Who measured the moisture level in the wood. 
High humidity in the air will show up on cold water lines as water condenses on the pipes.
Sealing the crawlspace would mean that every nick and cranny that would allow air to enter or leave the house thru the floor.
They say dehumidifier but really it should be conditioned space and then you will really have a problem with you radon. 
I would do the perimeter drain as described and the poly and what ever you have to do about the radon and put a vent fan in and keep the air moving, insulate any cold water pipes down there, you just by foam covers that slip over the pipe..
All this work will have to be done regardless of what you do.


----------



## dgarrity (Sep 7, 2016)

I do not understand why I would need to do a perimeter drain as there is no water under the house and no drain pipes under the house.  And I do not understand your comment about radon.  Please advise.

Thanks,

dgarrity


----------



## nealtw (Sep 7, 2016)

I know little about radon but I suspect there are levels, some will be removed with cross venting, the next level would need roof vent and at some level would need power venting thru the roof.
What ever you do with the crawlspace, requires that water from the ground is impossible or as near to that as you can, so no matter what you are going to do you should always have the dirt covered, and drained.

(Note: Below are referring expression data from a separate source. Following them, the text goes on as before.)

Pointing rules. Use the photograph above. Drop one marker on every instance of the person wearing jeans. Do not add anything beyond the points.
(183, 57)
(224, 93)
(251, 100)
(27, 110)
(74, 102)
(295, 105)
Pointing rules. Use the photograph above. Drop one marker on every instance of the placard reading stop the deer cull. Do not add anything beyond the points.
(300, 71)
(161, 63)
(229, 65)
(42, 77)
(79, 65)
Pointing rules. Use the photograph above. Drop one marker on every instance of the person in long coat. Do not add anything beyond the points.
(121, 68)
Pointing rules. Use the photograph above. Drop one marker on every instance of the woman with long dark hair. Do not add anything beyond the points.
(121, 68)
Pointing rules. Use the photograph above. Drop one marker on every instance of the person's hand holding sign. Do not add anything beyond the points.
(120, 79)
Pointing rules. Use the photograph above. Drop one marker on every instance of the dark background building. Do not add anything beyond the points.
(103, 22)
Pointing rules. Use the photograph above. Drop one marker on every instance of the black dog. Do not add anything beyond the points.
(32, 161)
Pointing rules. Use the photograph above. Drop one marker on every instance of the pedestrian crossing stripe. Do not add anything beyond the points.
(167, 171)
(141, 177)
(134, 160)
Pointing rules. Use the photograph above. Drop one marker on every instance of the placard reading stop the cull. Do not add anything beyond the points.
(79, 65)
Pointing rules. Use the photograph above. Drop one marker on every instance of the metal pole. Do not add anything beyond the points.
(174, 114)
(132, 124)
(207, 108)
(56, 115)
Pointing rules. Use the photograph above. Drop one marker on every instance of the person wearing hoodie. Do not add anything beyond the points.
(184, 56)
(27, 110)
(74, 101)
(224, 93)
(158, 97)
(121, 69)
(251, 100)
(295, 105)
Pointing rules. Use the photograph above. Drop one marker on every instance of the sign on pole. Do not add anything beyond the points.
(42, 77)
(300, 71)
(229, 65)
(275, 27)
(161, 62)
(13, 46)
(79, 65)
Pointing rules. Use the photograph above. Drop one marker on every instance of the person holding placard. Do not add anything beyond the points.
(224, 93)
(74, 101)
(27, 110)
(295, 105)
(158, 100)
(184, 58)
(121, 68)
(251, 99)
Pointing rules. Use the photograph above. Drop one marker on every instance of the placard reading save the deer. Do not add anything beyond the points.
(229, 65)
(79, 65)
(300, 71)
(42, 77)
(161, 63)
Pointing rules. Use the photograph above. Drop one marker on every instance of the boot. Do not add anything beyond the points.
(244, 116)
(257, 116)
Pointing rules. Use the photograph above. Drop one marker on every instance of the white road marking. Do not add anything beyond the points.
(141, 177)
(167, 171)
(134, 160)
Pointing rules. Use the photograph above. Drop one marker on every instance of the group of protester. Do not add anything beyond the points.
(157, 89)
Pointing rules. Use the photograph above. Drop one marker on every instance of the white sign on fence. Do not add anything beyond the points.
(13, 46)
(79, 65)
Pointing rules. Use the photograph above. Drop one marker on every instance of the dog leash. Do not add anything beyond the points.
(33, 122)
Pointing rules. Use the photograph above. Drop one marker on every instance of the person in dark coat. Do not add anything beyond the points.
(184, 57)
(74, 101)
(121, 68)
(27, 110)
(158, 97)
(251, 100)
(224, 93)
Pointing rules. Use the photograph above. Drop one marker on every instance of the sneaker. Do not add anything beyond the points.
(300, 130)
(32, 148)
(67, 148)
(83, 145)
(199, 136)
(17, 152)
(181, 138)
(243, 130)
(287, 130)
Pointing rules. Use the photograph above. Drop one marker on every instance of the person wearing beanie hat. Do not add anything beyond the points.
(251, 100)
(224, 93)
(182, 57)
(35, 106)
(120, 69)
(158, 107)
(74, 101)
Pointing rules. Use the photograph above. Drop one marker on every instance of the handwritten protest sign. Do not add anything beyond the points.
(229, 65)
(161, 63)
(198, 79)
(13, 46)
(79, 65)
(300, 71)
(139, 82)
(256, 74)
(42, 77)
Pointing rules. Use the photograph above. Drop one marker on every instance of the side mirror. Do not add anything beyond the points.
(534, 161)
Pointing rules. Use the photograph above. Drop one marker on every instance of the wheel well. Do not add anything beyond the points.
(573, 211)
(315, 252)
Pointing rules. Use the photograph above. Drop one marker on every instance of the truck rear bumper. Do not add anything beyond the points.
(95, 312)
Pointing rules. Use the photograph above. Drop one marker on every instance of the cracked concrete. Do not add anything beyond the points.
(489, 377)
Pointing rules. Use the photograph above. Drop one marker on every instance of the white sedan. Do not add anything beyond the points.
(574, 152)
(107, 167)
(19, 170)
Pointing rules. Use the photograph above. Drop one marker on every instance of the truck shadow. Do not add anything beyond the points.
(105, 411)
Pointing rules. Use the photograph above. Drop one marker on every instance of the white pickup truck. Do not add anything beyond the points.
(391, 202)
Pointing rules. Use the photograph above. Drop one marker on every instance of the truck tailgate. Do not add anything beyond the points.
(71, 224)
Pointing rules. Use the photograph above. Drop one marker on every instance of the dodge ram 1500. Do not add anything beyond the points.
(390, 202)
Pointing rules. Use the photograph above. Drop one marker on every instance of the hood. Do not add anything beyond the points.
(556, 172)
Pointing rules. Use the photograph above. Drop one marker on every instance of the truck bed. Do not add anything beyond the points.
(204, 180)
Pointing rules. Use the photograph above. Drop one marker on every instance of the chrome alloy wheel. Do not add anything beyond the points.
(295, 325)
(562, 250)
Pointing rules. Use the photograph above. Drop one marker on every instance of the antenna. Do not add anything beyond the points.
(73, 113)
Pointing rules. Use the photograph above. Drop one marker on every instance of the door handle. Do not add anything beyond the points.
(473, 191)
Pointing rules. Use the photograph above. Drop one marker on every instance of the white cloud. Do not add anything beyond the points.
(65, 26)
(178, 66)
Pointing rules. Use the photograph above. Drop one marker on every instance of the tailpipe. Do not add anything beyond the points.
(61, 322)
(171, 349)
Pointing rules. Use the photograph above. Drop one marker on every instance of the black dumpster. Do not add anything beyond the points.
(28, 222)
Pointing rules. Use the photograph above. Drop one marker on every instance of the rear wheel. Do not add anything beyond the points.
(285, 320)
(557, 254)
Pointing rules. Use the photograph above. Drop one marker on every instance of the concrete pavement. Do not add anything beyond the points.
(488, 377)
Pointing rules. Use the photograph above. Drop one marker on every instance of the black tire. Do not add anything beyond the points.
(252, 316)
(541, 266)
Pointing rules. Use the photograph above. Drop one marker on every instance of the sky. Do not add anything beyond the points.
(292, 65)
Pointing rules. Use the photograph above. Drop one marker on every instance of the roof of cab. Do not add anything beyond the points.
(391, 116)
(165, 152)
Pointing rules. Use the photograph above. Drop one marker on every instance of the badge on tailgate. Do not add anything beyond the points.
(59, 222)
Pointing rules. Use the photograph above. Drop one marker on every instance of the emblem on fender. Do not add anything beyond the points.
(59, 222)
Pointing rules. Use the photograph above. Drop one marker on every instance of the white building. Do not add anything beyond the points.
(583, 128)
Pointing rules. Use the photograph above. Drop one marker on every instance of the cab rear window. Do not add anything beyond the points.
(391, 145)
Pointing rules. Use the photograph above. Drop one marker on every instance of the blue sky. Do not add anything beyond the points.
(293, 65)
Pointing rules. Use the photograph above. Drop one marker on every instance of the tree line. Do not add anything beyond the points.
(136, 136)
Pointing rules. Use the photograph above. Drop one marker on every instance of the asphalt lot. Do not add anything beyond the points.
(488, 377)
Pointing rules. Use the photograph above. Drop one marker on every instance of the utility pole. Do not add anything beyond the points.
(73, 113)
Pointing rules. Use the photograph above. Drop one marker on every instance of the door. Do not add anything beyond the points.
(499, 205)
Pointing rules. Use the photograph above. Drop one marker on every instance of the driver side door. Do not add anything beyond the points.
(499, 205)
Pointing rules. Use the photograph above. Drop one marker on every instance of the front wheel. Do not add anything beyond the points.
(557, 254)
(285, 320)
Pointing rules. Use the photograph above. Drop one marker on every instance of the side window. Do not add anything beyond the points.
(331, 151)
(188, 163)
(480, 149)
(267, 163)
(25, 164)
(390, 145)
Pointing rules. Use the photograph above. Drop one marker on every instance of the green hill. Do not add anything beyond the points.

A lot depends on what the source of moisture is.
Moisture from the air has been dealt with for hundreds of years with just passive venting.
Moisture from the ground, that can not be detected by eye.
As the crawlspace is always just a little cooler than the inside of the house, warm moist air from the house can be forced thru holes in the floor and with the crawlspace being a little cooler that moisture will condense on any thing down there.
So as I suggested earlier, get an engineer that specializes in moisture problems to look at the whole situation.


----------



## dgarrity (Sep 8, 2016)

Good advice!! I will get an engineer to look at the whole situation.

Thanks again,

dgarrity


----------